Substituting (15) and (16) into the Euler equation, (11), and differentiating, yields the maximum positive impact of parents’ education on children education

$$\frac{{dH_{t + 1} }}{{dH_{t} }} = \frac{{W_{t + 1} + \delta \left( {1 - \sigma } \right)p_{t} }}{{p_{t + 1} }} > 0.$$

Equation (17) shows that education of parents and children are complements, and that confiscation of capital amplifies this effect. Finally, we should note that our model has implications for nonsocialist countries. One implication is that increases in the tax on bequests should decrease investments in education by both parents and children.
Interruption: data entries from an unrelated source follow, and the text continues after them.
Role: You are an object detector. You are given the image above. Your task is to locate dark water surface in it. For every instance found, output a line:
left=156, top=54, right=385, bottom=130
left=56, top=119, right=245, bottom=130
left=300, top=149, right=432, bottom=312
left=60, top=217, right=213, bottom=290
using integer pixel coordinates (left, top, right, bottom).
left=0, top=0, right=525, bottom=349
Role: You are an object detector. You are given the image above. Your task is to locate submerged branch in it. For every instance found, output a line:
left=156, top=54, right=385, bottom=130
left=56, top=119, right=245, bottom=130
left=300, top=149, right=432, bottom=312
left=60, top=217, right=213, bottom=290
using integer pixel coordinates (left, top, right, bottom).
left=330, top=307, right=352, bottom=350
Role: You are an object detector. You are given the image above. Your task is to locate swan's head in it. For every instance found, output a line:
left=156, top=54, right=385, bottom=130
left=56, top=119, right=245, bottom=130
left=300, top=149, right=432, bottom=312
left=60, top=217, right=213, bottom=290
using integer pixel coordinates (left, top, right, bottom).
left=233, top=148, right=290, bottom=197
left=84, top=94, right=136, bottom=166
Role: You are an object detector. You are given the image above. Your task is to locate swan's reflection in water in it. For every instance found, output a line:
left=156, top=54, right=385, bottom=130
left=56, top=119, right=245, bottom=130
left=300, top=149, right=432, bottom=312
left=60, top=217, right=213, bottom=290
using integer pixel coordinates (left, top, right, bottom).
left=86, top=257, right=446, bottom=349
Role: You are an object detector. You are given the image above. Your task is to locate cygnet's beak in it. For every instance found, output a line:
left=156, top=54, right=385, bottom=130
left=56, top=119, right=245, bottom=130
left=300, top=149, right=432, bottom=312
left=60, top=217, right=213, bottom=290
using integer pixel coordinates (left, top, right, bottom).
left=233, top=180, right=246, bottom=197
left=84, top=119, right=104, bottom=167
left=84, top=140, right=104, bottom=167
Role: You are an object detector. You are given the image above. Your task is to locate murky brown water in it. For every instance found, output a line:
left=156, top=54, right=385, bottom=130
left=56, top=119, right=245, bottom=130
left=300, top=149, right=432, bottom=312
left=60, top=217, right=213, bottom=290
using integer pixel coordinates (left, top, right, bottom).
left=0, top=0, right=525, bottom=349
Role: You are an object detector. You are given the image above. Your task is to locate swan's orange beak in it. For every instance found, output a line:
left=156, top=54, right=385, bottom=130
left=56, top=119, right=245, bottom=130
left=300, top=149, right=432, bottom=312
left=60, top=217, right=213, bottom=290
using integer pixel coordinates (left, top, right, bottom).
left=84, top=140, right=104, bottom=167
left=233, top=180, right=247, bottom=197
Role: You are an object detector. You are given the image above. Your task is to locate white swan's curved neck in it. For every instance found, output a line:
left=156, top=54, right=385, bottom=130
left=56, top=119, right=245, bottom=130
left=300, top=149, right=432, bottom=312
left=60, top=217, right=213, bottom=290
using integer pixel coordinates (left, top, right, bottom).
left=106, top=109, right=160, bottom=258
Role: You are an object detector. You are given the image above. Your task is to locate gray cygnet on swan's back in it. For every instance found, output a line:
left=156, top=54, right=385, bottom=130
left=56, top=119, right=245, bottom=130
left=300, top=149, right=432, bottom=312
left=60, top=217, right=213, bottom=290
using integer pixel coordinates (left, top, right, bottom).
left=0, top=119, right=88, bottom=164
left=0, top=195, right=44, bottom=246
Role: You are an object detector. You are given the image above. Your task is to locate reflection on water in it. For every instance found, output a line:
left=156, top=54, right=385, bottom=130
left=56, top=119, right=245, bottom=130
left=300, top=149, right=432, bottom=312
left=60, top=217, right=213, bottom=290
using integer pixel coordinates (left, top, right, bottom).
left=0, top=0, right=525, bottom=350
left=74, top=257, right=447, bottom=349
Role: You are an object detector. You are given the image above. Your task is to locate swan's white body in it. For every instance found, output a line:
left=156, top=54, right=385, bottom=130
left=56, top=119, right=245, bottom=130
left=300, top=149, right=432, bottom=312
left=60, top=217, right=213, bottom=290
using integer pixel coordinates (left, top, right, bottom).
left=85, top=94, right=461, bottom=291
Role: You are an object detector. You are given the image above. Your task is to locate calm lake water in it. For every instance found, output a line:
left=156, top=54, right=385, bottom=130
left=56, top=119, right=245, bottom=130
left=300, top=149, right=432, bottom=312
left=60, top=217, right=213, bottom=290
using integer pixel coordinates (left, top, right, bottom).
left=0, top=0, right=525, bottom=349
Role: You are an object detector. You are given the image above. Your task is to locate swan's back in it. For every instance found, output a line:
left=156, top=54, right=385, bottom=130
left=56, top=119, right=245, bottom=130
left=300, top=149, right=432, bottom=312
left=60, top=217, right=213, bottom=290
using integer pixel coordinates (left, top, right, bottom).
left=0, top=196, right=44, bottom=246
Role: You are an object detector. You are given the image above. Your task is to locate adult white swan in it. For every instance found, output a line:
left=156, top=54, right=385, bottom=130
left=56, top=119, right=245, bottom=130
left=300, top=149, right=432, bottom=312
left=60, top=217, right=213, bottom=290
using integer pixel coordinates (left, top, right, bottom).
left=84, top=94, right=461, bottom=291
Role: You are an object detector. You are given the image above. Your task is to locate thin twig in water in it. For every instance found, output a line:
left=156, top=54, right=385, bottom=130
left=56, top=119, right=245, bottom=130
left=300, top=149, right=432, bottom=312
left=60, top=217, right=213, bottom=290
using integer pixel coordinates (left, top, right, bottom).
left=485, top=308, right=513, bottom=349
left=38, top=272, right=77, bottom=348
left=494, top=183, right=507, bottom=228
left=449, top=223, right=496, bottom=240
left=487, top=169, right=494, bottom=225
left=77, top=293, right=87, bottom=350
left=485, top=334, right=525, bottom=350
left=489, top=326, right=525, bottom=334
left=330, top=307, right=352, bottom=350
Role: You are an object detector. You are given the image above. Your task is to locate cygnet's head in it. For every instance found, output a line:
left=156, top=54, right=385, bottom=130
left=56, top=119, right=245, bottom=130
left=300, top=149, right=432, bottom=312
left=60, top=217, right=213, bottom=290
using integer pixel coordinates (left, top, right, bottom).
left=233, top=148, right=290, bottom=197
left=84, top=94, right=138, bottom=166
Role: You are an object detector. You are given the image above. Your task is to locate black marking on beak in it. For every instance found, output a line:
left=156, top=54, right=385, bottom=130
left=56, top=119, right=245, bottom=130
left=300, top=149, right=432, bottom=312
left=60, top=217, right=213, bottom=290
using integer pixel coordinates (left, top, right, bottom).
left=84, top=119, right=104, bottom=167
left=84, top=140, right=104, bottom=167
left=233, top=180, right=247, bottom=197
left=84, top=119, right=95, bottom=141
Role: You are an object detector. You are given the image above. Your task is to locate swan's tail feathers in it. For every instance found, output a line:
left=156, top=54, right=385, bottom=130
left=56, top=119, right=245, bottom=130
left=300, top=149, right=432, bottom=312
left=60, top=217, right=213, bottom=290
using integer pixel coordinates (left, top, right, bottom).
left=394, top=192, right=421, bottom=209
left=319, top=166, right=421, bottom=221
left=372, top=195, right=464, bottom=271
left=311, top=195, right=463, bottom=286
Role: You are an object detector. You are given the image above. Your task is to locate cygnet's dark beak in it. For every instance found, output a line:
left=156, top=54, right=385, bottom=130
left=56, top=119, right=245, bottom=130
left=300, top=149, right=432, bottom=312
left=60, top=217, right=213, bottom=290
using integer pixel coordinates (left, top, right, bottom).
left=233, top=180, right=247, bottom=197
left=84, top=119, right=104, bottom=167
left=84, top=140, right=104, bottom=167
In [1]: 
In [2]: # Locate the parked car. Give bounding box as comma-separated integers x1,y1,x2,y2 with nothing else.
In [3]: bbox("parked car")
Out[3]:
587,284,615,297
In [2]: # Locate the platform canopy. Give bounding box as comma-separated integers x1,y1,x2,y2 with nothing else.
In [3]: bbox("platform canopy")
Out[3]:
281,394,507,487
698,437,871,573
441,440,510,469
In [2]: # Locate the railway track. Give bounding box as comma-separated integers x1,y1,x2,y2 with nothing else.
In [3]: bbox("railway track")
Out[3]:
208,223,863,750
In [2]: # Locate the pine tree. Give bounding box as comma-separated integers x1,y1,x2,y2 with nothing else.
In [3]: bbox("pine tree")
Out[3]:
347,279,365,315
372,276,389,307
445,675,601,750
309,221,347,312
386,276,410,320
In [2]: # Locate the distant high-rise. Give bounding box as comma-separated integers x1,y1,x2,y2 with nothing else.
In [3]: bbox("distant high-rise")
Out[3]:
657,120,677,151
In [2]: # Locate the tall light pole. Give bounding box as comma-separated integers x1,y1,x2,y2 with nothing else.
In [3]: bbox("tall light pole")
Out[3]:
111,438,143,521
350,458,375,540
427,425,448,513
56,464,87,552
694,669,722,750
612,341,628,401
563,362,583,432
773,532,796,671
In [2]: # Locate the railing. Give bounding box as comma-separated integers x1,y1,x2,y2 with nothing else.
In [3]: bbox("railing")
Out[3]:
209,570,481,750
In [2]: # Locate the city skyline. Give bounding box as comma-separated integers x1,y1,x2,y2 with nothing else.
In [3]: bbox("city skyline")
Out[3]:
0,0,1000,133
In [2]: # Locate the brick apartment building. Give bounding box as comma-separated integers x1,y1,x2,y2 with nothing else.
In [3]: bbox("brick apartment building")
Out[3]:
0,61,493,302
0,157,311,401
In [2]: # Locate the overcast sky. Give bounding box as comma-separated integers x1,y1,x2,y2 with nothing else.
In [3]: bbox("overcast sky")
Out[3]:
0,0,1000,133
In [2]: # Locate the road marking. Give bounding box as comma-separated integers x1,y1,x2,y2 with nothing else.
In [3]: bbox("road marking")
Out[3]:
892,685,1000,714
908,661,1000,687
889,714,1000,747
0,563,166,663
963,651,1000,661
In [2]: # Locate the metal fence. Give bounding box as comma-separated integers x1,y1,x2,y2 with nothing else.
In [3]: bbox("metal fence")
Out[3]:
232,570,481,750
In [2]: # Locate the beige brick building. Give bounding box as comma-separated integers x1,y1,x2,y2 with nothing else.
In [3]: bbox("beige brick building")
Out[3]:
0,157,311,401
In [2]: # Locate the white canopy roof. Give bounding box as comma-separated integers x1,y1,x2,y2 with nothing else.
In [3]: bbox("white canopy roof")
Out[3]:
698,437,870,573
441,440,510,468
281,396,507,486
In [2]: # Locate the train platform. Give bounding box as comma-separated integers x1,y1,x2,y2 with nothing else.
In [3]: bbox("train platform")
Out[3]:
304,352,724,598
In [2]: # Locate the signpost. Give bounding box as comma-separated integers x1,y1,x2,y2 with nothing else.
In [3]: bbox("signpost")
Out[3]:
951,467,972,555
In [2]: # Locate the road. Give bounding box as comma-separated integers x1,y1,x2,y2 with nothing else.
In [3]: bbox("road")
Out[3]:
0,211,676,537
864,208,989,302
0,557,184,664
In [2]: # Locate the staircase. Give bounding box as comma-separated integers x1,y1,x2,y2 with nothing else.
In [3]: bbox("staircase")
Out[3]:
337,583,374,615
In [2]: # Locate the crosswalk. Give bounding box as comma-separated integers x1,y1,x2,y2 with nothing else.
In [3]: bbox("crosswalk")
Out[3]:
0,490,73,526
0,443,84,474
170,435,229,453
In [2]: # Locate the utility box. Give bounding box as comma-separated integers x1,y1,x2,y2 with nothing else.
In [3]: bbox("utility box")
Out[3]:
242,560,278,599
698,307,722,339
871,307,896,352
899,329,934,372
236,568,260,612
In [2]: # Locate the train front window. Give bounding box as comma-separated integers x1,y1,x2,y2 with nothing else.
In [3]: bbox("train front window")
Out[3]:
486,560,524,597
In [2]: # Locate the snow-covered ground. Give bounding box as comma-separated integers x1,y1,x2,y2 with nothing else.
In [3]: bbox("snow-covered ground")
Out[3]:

Appendix 2: Property loss in Eastern Europe

During WWII and the postwar period, many property-owners, businesses, and employees in Eastern Europe experienced deep disruptions to their wealth and income. Properties and businesses were physically destroyed by war, or under post-WWII communism were confiscated or collectivized with full, partial, or no compensation, or regulated such that owners lost practical control and the properties and businesses lost all their value. Many employees similarly lost their jobs or experienced punitive taxes. Effects varied across countries and regions, ethnic groups, types of property (e.g., farmland vs. apartments), and time periods. Many people, of course, in particular Jews, were killed during WWII and lost their lives along with their property.

Private property rights had been in flux throughout Eastern Europe before the advent of communist regimes in the late 1940s. Invasions, first by Germany and other countries during WWII, and then by the Soviet Union, destroyed much physical property and resulted in property confiscations and population movements. Many, whether fleeing or being expelled, “abandoned” properties, which were formally reassigned to invading governments, to private parties of the invading countries, or to local collaborators (Herman 1951).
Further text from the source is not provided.